Since having a child with sensory issues, I think my own senses have become heightened. In my ongoing efforts to “predict and prevent” unfortunate situations at home and out in public, I am hyper-aware of noises and other things when we are out. I bet many other parents feel the same way.
Recently I have been trying to explain to my 6-year-old why his brother sometimes acts the way he does. After all, if a noise or smell doesn’t bother him, he has trouble understanding why it would bother someone else. I found some great resources from PBS and Curious George about the 5 senses and we are doing this at home. But, I am not just doing it with my 6-year-old, I am also doing some of the activities with my other child. After all, having more language development can only help him, plus I would like him to be able to better communicate his sensory needs, so we are adding names and labels to things.
Here are some of the printables. I have downloaded them and am hosting them here on this site so that we don’t lose them if they get pulled from the PBS website. He is already really excited about the chart and keeping track of things he sees, hears and tastes. He is also a huge fan of games and board games, so I know he will enjoy the game too.
There are games, activities, worksheets…even a lesson plan if you are a teacher or to use at home.

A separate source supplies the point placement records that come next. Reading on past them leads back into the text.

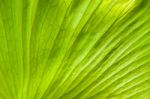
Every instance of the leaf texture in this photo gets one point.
(74, 49)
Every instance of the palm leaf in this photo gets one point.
(74, 49)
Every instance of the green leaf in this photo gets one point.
(74, 49)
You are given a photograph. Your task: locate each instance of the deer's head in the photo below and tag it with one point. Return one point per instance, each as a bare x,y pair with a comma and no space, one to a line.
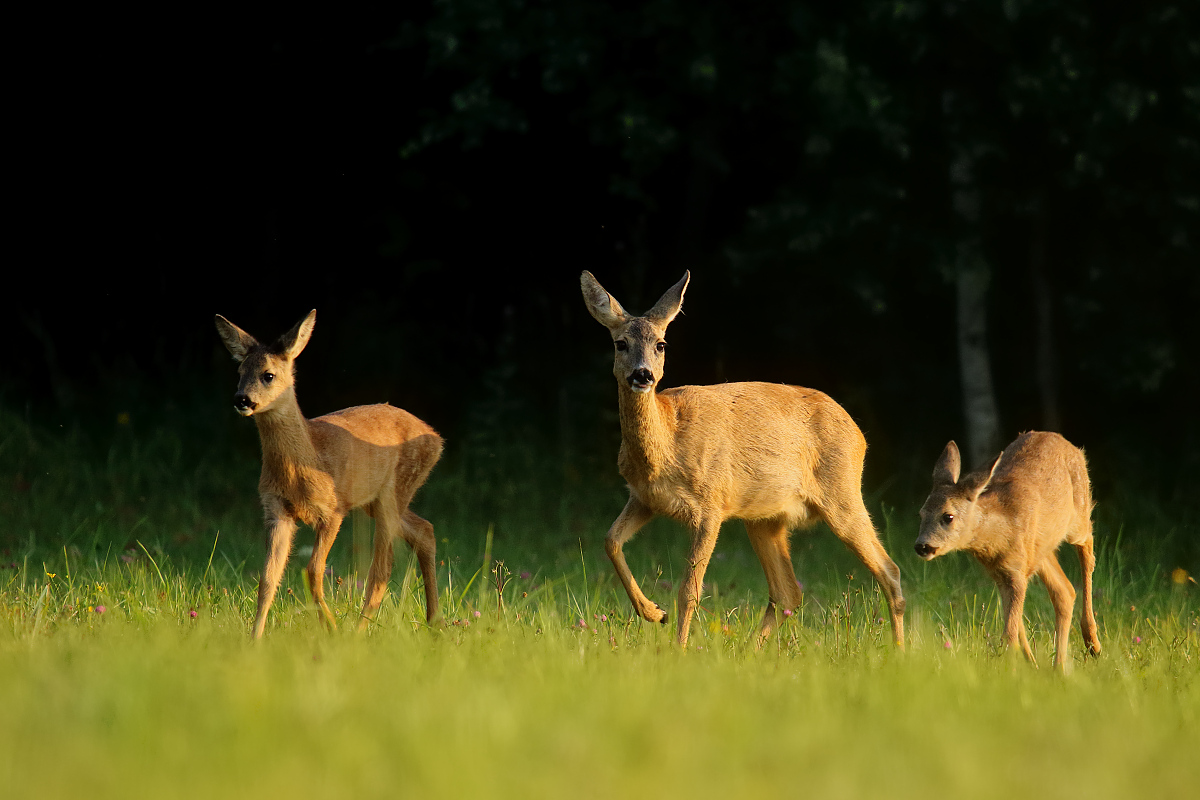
265,372
949,513
640,342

Now, to add to it, I have to embellish or exaggerate some of the information so that my one son can better appreciate his brother. When we are doing the activity the “5 senses search” and talking about what we see or hear or taste, I will also be asking him, “And what do you think Kevin sees or hears?” When I know that Kevin has some sound sensitivities, I will give him examples of why or how it sounds different to his brother.